2.1. The original method

After the exploration of the success of the transformers it is applied to the object detection area. In this area, unlike previous CNN-based works, DETR[4] is introduced as a transformer-based detector with CNN backbone. We also know vision transformers[3] which conduct sequence modeling of the patches and still have worse performance compared with CNNs. Because the simple tokenization of the input images fails to model the important local structures like edges or lines. Tokens-to-token Vision Transformer (T2T-Vit)[2] solves the problem of vision transformers by recursively aggregating neighboring tokens into one token. However in T2T the local information in each token and the information between adjacent tokens were not modeled well. So in this paper they propose Local Information Enhancement T2T module which not only reorganizes the adjacent tokens but also uses attention on channel-dimension of each token to enhance the local information.

2.1.1 Image To Tokens

The process of Image to Tokens. Take an input image with 512×512×3 as an example. Firstly, the image is cut to 1024 patches with the size of 32×32 × 3. Then, each patch is reshaped to one-dimensional. Finally, a trainable linear projection is performed to yield required tokens.

They follow the ViT to handle 2D images. Firstly, They cut the image to a size of ($p, p$) with a step size of ($s, s$). In this way, the input image $x \in R^{h \times w \times c}$ is reshaped into a sequence of flattened 2D patches $x_p \in R^{l \times c_p} , where $h$ and $w$ are the height and width of the original image, $c$ is the number of channels, and $l$ represents the length of patch. Among them, $l= \frac{h \times w}{s^2}$, $c_p = p^2 \times c$. $l$ also serves as the effective input sequence length for the transformer encoder. Their LIE-T2T encoder employs constant latent vector size $d$ through all of its layers. And thus, they flatten and map the patches to d dimensions with a trainable linear projection. More specifically, this linear projection has an input and output dimensions of $c_p$ and $d$, respectively. They name the output of this projection as the tokens $T_0$.

2.1.2 LIE-T2T encoder

After the process of image to tokens, they add positional encodings to target tokens to make them carry location information. Then, the resulting sequence of embedding vectors serves as input to the encoder, as shown above. Each encoder layer keeps a standard architecture which consists of a multi-head self-attention module and a feed forward network (FFN). An LIE-T2T module is equipped behind each encoder layer to constitute the LIE- T2T encoder. The LIE-T2T module can progressively reduce the length of tokens and transform the spatial structure of the image. Since they do not use any CNN-based backbone to extract image features, instead of directly serializing the image, the local information of the image is encoded in each independent token.

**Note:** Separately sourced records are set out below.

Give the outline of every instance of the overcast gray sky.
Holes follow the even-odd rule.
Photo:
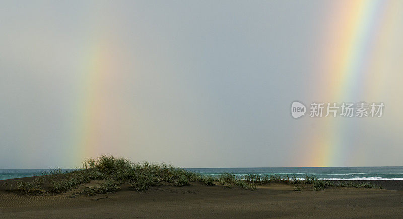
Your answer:
[[[371,2],[3,2],[0,169],[403,165],[403,8]]]

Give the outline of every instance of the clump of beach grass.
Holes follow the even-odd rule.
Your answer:
[[[206,186],[213,186],[214,185],[214,179],[211,176],[205,176],[202,182],[203,182],[203,184],[206,185]],[[222,183],[222,182],[220,183],[222,185],[224,185],[225,184],[225,182],[224,182],[224,183]]]
[[[132,163],[124,158],[109,155],[85,160],[82,165],[82,167],[69,172],[63,172],[59,168],[43,172],[44,176],[37,178],[34,182],[19,182],[16,184],[16,190],[32,192],[44,191],[39,185],[43,183],[45,179],[48,185],[48,192],[53,193],[64,193],[76,189],[79,185],[85,186],[91,181],[101,181],[102,184],[99,186],[87,187],[76,193],[88,195],[113,192],[119,189],[122,184],[128,184],[135,190],[144,191],[151,187],[162,184],[185,186],[189,185],[190,182],[200,182],[204,185],[211,186],[214,185],[216,180],[231,187],[238,181],[237,176],[231,173],[224,173],[216,178],[166,163]],[[254,181],[260,181],[257,176],[253,175],[252,179]],[[250,186],[247,186],[249,185],[247,183],[239,183],[239,186],[242,188],[255,189]]]

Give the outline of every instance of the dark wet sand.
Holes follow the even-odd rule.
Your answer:
[[[399,182],[384,183],[385,188],[401,186]],[[192,183],[141,192],[123,185],[115,193],[75,198],[3,190],[0,218],[402,217],[403,191],[342,187],[313,191],[302,186],[302,191],[295,191],[293,185],[270,183],[250,191]]]

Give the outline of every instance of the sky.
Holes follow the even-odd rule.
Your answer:
[[[403,166],[400,1],[4,1],[0,169]],[[307,107],[291,117],[292,102]],[[311,117],[312,102],[381,117]]]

Concretely, LIE-T2T module calculates attention on the channel-dimension of each token. The attention is calculated separately for each token. More detailed iterative pro- cess of LIE-T2T module is shown in Figure 5, which can also be formulated as follows:

$T$ = $Unfold$($Reshape$($T_{i}$))
$S$ = $Sigmoid$ ($W_{2}$ · ReLU ($W_{1}$ · $T$ ))
$T_{i}$+1 = $W_{3}$ · ($T$ · $S$)

where Reshape means the operation: reorganize ($l_{1}$ × $c_{1}$) tokens into ($h × w × c$) feature map. Unfold represents stretching ($h$ × $w$ × $c$) feature map to ($l_{2}$ × $c_{2}$) tokens. $W_{1}$ , $W_{2}$, and $W_{3}$ indicate parameters of corresponding fully connected layer. They use the ReLU activation to find its nonlinear mapping and employ the Sigmoid function to generate the final attention. The input of the LIE-T2T encoder is with the dimension of (($h/s$ × $w/s$) × 256).

2.1.2.1 T2T vs LIE-T2T

T2T[2] aggregates the information of adjacent tokens through reshape and unfold operations. Based on T2T, LIE-T2T[1] can realize local spatial attention of reshaped $T_{i}$ by calculating channel attention of unfolded $T_{i+1}$ . $F (·, W )$ means an attention calculation, $F (·)$ represents element-wise multiplication and F C indicates the FC layer. As we all know, the self-attention of transformer has strong global information modeling ability, which can commendably modulate the contexts between different tokens. However, the local information in each token and the information between adjacent tokens in space are not well modeled. In other words, transformer lacks the ability of local information modeling. Although the T2T [2] module can aggregate the contexts of adjacent tokens, it is unable to model the internal information of the aggregated independent token separately, as illustrated in above figure (a). Accordingly, LIE-T2T (Local Information Enhancement-T2T) as shown in above figure (b), not only reorganizes and unfolds the adjacent tokens, but also calculates the attention on the channel-dimension of each token after unfolding. Because the tokens are obtained from feature map through unfold operation, modeling the relationship between channels of the tokens is equivalent to modeling the spatial relationship between the pixels in feature map. That is why channel attention in LIE-T2T can enhance local information.

Additionally, as the length of tokens in the T2T module[2] is larger than the normal case (16 × 16) in ViT[3], the MACs and memory usage are huge. To address the limitations, in our T2T module[2], we set the channel dimension of the T2T layer small (32 or 64) to reduce MACs, and optionally adopt an efficient Transformer such as Performer[5] layer to reduce memory usage at limited GPU memory.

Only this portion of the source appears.